Büyük besteci için ölüm de yaşamak gibi tabiî bir olaydı. Nasıl yıllarca hayatın binbir acısını tattıysa, ölümün de gereklerine katlanacaktı. Bunu gayet tabii görüyordu. 1890 yılında bir mayıs günü yolda yürürken bir arabaya çarptı ve yere yuvarlandı. Ayağından aldığı yaraya rağmen, hemen kalkıp yoluna devam etti.

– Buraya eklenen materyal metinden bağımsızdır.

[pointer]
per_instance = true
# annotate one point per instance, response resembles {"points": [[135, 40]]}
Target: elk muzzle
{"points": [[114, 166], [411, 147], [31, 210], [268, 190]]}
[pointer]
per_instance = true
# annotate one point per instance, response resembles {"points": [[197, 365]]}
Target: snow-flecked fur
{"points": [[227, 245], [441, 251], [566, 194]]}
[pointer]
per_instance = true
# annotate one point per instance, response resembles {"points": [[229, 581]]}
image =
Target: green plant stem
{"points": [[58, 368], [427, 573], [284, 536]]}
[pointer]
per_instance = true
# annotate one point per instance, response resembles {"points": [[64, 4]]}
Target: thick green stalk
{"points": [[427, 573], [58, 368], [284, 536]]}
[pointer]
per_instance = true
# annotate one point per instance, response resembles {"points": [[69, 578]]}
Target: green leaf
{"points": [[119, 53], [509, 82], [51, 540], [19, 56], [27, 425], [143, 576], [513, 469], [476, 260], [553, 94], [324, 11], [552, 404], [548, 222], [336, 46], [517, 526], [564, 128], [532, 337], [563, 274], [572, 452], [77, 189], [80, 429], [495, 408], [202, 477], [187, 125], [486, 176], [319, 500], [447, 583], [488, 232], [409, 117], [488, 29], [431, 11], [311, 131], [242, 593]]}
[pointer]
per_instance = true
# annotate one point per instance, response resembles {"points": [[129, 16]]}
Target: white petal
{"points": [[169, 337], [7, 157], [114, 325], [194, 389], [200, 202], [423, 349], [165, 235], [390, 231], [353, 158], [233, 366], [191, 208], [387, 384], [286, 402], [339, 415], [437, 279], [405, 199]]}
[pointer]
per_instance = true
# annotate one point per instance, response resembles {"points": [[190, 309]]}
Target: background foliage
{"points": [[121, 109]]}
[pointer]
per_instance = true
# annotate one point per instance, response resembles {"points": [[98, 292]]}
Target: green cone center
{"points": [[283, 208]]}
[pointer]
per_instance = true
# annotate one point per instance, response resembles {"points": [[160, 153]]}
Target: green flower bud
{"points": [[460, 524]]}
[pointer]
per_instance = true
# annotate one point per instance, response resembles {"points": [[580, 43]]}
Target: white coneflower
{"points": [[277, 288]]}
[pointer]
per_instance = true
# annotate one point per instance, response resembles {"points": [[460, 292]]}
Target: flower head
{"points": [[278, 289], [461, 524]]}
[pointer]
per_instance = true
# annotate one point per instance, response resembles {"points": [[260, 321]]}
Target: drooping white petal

O günden sonra da ayağı bir türlü iyileşmedi, fakat Cesar Franck, bir gün bir defa bile bundan şikayet etmedi ve hayatında herhangi bir değişiklik yapmadı. Son günlerinin yaklaştığını hissettiğinden, mümkün olduğu kadar çok eser bestelemeye bakıyordu. Bazan sancılar içinde kıvranırken, gece yarısı yatağından fırlayıp orgunun başına geçiyor, o anda doğan melodiyi çalıyordu.

Ölümüne üzülenlerin sayısı pek azdı. Değeri aradan yıllar geçtikten sonra anlaşılacaktır.

BAŞLICA ESERLERİOrkestra müziği: Re minör senfoni, senfonik varyasyonlar. Oda müziği: Fa minör kentet, fa minör kuartet, la majör keman sonatı. Başkaca: Beatitudes'ler, Djinn'ler, senfonik şiirler; prelüd, koral ve füg, prelüd, arya ve füg (piyano için). Org için 53 parça.